It is not a war. It is a business decision.
The tech industry loves holy wars. But the reality is that both custom software and SaaS have their place. The key is knowing when to use each one, without dogma.
When to choose SaaS
SaaS is the right choice when the process you need to solve is standard (accounting, email, basic CRM), you have no competitive advantage in how you execute that process, you need to be operational in days not months, the initial budget is limited, and you do not have an internal technical team to maintain custom software. Examples where SaaS wins hands down: email, basic accounting, standard project management, video conferencing.
When to choose custom software
Custom software makes sense when your process IS your competitive advantage, no SaaS covers more than 60% of your needs, you are adapting your operation to the software instead of the other way around, the accumulated cost of SaaS plus integrations exceeds custom development, and you need total control over data and product evolution.

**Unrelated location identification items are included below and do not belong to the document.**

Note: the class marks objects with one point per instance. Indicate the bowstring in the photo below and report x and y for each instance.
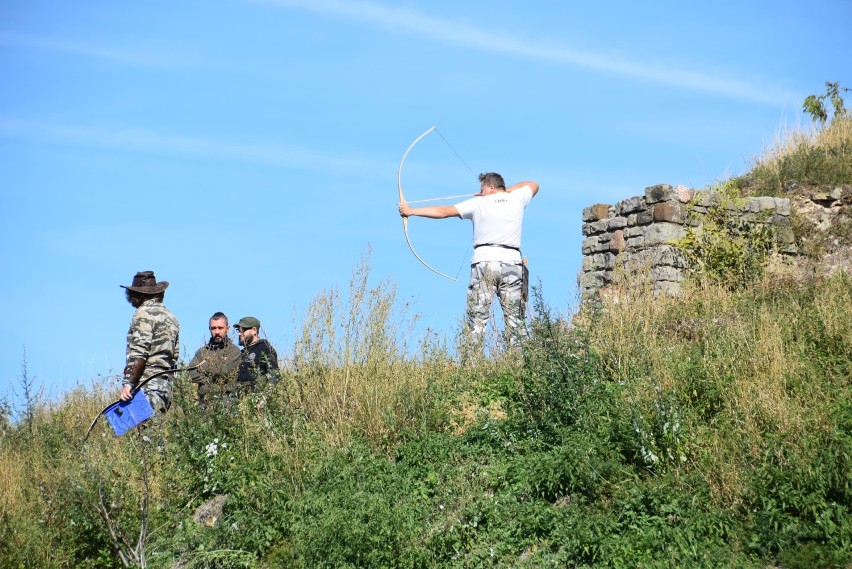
(470, 244)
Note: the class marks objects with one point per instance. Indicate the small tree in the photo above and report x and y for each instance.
(814, 105)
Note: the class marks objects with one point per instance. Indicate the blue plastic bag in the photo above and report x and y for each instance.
(124, 415)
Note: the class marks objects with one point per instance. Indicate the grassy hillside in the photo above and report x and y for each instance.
(712, 430)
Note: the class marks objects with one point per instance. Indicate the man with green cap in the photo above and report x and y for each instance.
(258, 357)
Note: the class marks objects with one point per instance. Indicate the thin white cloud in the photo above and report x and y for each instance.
(146, 56)
(150, 142)
(407, 21)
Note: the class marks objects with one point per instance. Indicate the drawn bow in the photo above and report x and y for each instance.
(402, 199)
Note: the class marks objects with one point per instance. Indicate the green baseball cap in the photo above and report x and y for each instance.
(248, 322)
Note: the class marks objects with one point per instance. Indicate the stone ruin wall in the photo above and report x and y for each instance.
(634, 236)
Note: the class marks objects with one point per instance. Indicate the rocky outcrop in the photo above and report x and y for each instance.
(635, 237)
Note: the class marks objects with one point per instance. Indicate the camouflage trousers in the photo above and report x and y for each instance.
(507, 281)
(159, 393)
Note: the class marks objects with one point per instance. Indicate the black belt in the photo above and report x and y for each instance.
(518, 249)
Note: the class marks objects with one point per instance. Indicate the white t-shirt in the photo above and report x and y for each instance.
(497, 219)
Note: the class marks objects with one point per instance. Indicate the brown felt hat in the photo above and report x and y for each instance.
(146, 283)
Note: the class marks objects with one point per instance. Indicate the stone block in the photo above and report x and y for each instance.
(630, 205)
(667, 255)
(663, 232)
(767, 203)
(667, 288)
(631, 232)
(683, 194)
(658, 193)
(617, 244)
(784, 235)
(617, 223)
(671, 211)
(666, 273)
(596, 212)
(594, 280)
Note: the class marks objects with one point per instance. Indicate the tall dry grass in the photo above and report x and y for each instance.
(817, 155)
(745, 363)
(353, 368)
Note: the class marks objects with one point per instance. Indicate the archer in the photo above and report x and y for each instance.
(497, 266)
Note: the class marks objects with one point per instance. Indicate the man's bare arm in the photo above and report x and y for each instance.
(432, 212)
(519, 185)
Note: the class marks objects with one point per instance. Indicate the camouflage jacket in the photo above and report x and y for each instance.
(221, 361)
(259, 361)
(154, 337)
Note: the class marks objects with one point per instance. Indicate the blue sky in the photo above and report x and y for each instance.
(247, 151)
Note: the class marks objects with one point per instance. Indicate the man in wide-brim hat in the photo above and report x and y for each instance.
(152, 342)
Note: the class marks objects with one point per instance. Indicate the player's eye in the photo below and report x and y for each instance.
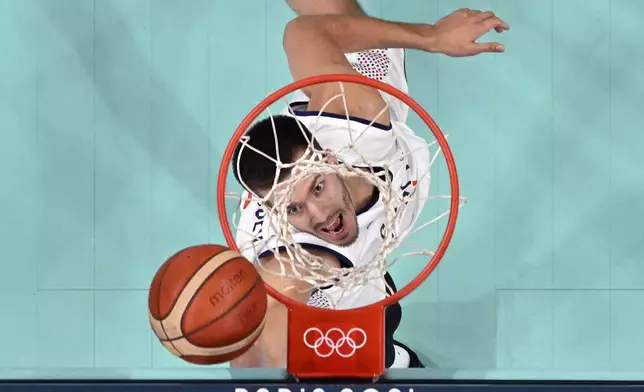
(318, 188)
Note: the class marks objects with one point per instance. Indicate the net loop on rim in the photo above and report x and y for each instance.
(347, 160)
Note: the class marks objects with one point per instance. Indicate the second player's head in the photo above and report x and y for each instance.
(320, 204)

If your team spends more time adapting to the software than the software adapting to your team, you need something custom.
The gray zone: the 60/40 rule
Most decisions fall in a gray zone. For these cases, we use the 60/40 rule: if a SaaS covers 60% of your needs, it probably makes sense to use it and adapt the remaining 40%. If it covers less than 60%, the cost of adapting your operation will exceed the cost of building.
The real cost of custom software
Many companies underestimate total cost by looking only at initial development: initial development accounts for 30% of total 3-year cost, maintenance and evolution for 50%, and infrastructure and support for 20%. If you only budget for initial development, you will fall short. Always. Custom software is an ongoing investment, not a one-time expense.
Final recommendation
Before deciding, do this exercise: list the 10 most critical processes in your operation. For each one, answer: "Is there a SaaS that covers 60% or more of what I need?" If the majority says yes, combine SaaS solutions. If the majority says no, consider custom software for the core and SaaS for the rest.
The best technology decision is not the most sophisticated one. It is the one that solves your problem with the least overhead possible.